Michael: I have a conflict with that.
Jan: What do you mean?
Michael: Uh, I have a pajama party. At the Playboy Mansion. With the bunnies.
Jan: Michael. I need you to take this seriously.
Michael: I can’t get out of it!
Michael: Ok, alright.
Jan: Are you hearing me?
Michael: I’m hearing you, meeting confirmed.
Jan: This is a very important-
Michael: Meeting confirmed. Would you like your confirmation number? Please grab a pen, because I will only be repeating this once.
Jan: [sighs] I’ll see you in ten minutes.
Michael: 42897. Ok.
Jim: What are you doing?
Pam: I don’t know, I think I was just staring at my desk.
Jim: Really? Do you wanna get back to that? I could go. I should go.

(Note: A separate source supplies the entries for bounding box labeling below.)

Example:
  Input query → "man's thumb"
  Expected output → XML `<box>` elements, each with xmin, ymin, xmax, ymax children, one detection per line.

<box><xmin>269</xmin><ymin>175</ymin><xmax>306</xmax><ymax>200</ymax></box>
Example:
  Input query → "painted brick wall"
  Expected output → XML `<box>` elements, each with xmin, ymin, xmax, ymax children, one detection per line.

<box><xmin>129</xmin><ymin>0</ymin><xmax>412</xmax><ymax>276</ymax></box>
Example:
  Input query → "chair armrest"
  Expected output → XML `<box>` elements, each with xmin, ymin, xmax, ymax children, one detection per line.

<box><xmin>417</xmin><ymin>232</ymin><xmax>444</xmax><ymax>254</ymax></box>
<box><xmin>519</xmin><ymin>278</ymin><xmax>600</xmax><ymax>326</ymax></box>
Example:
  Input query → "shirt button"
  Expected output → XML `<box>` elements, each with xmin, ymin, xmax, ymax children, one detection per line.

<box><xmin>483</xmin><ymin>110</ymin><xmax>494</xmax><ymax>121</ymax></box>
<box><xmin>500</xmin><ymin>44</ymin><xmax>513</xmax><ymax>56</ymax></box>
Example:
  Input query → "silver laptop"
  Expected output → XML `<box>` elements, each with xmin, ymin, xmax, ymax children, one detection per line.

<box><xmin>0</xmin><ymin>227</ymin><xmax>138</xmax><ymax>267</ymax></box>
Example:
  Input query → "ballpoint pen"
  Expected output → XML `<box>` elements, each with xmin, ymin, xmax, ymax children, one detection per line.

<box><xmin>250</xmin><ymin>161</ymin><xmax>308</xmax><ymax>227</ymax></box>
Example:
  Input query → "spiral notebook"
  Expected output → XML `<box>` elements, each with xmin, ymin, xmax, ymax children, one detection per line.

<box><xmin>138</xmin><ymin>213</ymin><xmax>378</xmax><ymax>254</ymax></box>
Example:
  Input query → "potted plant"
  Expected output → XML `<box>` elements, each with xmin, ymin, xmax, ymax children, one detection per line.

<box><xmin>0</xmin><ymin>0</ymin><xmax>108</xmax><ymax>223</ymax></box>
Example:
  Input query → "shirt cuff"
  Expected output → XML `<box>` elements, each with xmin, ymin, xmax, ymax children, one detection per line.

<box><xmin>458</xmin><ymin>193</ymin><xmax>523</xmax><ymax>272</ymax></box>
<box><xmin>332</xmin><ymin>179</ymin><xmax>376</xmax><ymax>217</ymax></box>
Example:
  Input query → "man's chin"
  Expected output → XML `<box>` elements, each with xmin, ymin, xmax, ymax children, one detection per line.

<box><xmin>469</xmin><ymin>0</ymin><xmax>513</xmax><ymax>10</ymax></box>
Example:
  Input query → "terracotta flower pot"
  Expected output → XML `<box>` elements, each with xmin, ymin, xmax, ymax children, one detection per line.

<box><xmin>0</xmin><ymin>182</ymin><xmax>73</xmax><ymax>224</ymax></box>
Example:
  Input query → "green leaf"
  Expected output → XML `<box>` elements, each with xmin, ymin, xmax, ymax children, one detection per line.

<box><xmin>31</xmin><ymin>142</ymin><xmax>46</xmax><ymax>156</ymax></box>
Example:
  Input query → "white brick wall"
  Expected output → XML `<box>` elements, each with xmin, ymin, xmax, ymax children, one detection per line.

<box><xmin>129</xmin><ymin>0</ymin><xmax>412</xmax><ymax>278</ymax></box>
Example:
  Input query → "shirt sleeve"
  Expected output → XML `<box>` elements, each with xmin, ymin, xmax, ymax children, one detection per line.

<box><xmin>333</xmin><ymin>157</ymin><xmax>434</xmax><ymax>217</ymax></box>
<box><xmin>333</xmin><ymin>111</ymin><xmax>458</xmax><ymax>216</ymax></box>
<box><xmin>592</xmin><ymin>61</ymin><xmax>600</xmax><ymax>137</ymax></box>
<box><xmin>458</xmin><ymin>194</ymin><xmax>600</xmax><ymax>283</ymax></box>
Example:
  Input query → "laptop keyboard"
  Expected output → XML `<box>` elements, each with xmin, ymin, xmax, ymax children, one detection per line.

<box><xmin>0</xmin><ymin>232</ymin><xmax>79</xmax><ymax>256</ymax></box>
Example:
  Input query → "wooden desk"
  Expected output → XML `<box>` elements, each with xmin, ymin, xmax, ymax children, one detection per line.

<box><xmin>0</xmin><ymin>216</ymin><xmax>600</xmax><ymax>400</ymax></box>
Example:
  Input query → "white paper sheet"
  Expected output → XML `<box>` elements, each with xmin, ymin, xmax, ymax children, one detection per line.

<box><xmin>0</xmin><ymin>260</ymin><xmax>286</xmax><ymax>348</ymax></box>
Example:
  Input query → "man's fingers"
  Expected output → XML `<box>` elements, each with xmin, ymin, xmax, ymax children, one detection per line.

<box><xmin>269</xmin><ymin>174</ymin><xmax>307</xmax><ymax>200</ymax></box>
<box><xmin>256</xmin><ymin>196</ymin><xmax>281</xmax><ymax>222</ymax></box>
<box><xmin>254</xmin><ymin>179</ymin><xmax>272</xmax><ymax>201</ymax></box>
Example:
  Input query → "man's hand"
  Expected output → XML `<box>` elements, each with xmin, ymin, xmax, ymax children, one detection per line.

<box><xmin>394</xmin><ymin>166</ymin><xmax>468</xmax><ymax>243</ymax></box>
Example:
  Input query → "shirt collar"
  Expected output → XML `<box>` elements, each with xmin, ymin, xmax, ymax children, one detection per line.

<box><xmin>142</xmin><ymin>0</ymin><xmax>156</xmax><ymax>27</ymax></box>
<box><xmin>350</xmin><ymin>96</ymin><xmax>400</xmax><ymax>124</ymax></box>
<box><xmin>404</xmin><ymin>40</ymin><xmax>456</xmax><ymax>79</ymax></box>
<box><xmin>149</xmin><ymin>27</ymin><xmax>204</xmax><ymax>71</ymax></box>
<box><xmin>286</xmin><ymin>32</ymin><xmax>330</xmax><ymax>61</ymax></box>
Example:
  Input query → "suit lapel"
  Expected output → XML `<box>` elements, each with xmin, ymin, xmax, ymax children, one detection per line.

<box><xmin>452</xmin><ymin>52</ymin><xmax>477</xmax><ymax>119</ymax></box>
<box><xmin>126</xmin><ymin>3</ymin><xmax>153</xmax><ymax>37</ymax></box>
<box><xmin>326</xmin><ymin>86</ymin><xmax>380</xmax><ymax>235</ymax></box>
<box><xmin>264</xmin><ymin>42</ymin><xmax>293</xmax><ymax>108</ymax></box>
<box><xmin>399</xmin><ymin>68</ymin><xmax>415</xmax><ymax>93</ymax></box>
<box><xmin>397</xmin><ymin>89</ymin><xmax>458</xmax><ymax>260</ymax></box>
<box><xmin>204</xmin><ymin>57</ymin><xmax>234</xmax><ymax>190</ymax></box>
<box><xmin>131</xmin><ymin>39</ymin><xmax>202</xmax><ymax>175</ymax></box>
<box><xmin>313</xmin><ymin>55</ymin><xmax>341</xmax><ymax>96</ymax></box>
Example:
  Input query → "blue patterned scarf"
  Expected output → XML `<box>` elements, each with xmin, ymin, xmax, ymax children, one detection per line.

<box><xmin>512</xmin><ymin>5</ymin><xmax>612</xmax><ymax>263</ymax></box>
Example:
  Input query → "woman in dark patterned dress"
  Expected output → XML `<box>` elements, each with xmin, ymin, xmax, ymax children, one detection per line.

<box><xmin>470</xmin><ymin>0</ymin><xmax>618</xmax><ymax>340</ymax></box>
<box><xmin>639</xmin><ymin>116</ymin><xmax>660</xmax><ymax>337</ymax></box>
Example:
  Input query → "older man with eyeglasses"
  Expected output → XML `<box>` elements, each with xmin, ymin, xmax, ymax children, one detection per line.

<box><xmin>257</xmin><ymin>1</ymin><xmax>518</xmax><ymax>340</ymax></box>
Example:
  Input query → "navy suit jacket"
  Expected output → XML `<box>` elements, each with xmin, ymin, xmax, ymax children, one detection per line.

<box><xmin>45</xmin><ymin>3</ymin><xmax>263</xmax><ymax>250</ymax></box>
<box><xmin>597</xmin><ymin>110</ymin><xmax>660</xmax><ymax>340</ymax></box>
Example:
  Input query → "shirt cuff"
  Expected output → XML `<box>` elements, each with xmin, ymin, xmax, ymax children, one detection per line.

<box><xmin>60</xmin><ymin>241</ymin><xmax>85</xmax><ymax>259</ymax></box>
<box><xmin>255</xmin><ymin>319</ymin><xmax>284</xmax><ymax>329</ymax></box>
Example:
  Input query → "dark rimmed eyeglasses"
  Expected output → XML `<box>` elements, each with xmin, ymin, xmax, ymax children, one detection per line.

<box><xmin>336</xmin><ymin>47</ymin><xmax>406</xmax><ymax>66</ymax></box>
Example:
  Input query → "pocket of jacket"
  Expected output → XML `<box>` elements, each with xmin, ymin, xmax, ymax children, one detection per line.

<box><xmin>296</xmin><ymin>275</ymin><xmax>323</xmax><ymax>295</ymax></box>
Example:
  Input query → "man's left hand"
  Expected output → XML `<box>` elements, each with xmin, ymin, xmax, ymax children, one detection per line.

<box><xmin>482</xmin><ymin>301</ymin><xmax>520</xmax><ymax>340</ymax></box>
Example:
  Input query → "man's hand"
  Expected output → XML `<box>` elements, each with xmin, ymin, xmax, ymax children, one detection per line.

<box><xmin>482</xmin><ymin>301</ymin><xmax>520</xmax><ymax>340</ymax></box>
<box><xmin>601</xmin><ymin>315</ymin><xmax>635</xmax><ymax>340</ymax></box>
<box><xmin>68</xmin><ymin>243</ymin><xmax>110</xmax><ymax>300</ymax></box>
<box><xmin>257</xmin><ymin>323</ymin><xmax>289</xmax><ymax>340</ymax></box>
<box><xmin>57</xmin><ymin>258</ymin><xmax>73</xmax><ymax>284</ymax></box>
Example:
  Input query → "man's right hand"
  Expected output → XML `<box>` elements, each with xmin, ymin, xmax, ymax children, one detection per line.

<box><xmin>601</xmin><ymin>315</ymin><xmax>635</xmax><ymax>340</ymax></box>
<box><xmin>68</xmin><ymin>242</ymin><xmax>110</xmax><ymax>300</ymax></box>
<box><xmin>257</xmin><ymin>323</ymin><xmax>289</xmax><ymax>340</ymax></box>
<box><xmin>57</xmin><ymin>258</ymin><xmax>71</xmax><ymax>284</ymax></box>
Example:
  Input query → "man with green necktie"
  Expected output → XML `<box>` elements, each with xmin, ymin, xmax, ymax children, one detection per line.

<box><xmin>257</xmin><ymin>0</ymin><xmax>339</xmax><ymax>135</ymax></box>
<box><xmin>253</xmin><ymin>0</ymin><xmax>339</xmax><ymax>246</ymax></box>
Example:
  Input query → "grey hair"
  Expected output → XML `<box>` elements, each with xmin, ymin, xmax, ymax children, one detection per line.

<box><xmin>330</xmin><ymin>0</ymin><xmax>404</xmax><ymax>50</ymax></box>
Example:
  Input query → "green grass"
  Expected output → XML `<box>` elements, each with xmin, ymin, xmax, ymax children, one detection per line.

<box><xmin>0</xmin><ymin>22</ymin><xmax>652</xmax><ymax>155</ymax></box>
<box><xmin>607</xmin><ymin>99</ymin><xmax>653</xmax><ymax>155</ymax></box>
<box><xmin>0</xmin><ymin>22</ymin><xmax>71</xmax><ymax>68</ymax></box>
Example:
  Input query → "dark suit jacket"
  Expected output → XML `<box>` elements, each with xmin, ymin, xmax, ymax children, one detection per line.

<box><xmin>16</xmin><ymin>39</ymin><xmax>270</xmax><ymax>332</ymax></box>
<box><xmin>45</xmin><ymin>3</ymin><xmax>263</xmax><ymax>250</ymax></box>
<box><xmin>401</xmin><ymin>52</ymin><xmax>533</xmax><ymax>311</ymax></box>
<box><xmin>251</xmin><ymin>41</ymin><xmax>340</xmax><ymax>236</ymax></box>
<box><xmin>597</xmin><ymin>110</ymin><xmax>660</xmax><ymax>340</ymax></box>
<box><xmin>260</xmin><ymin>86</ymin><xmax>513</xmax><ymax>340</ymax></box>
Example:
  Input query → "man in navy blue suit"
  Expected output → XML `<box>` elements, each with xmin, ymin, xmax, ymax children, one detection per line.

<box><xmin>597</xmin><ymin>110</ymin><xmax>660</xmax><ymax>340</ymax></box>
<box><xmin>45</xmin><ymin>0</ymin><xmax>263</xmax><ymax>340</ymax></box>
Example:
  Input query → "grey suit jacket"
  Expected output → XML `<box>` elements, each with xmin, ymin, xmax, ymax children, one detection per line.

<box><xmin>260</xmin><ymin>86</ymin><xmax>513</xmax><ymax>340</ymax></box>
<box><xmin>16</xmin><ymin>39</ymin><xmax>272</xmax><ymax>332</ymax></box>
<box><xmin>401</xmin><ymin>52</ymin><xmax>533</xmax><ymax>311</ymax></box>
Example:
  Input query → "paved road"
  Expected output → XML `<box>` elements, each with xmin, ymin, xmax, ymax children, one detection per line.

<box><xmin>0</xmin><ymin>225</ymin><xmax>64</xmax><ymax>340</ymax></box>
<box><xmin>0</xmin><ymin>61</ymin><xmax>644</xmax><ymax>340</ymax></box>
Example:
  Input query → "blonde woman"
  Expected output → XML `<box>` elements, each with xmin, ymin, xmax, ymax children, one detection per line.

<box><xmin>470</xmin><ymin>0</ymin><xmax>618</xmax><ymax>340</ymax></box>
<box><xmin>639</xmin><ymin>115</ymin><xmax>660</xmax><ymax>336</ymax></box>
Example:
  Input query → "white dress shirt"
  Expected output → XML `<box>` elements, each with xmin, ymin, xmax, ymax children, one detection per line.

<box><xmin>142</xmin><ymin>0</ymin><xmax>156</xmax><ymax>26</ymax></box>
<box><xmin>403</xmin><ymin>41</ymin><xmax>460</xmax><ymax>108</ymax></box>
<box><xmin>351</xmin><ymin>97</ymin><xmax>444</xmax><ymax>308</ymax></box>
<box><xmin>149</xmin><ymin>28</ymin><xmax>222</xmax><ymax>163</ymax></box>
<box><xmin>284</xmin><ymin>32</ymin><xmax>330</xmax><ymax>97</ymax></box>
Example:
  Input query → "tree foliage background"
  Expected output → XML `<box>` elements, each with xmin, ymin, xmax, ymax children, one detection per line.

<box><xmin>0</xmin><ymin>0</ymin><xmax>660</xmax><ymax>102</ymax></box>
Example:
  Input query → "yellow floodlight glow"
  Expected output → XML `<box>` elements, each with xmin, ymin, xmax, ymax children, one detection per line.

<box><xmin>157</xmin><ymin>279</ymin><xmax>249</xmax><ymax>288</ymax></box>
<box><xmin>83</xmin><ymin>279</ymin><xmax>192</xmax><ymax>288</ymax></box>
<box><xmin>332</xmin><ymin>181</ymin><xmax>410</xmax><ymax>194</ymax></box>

Pam: Yeah, do you mind leaving?
Jim: No, not at all.
Pam: It’s very important.
Jim: Uh hmm.
Pam: Thank you.
Stanley: I’m sorry, Phyllis. No, I don’t think they’ll get the account.
Dwight: A kick and a chop are two totally different things.
Jim: Well, it’s just a movie, Dwigt.
Dwight: It doesn’t make any sense.
Oscar: Yeah, now it doesn’t make any sense.
Ryan: Don’t jump Agent Scarn! There are no parachutes!
Jim: Just then, Agent Chang gets a bullet in the head.
Pam: Oh! So close to retirement.
Jim: Another bullets heads towards Agent Michael Scarn, but he jumps out of the plane without a parachute.
Ryan: Is that it?
Jim: Yup, I guess so.
Phyllis: Does he die?
Pam: I sincerely doubt it.
Angela: I have to say, I think this is a terrible movie.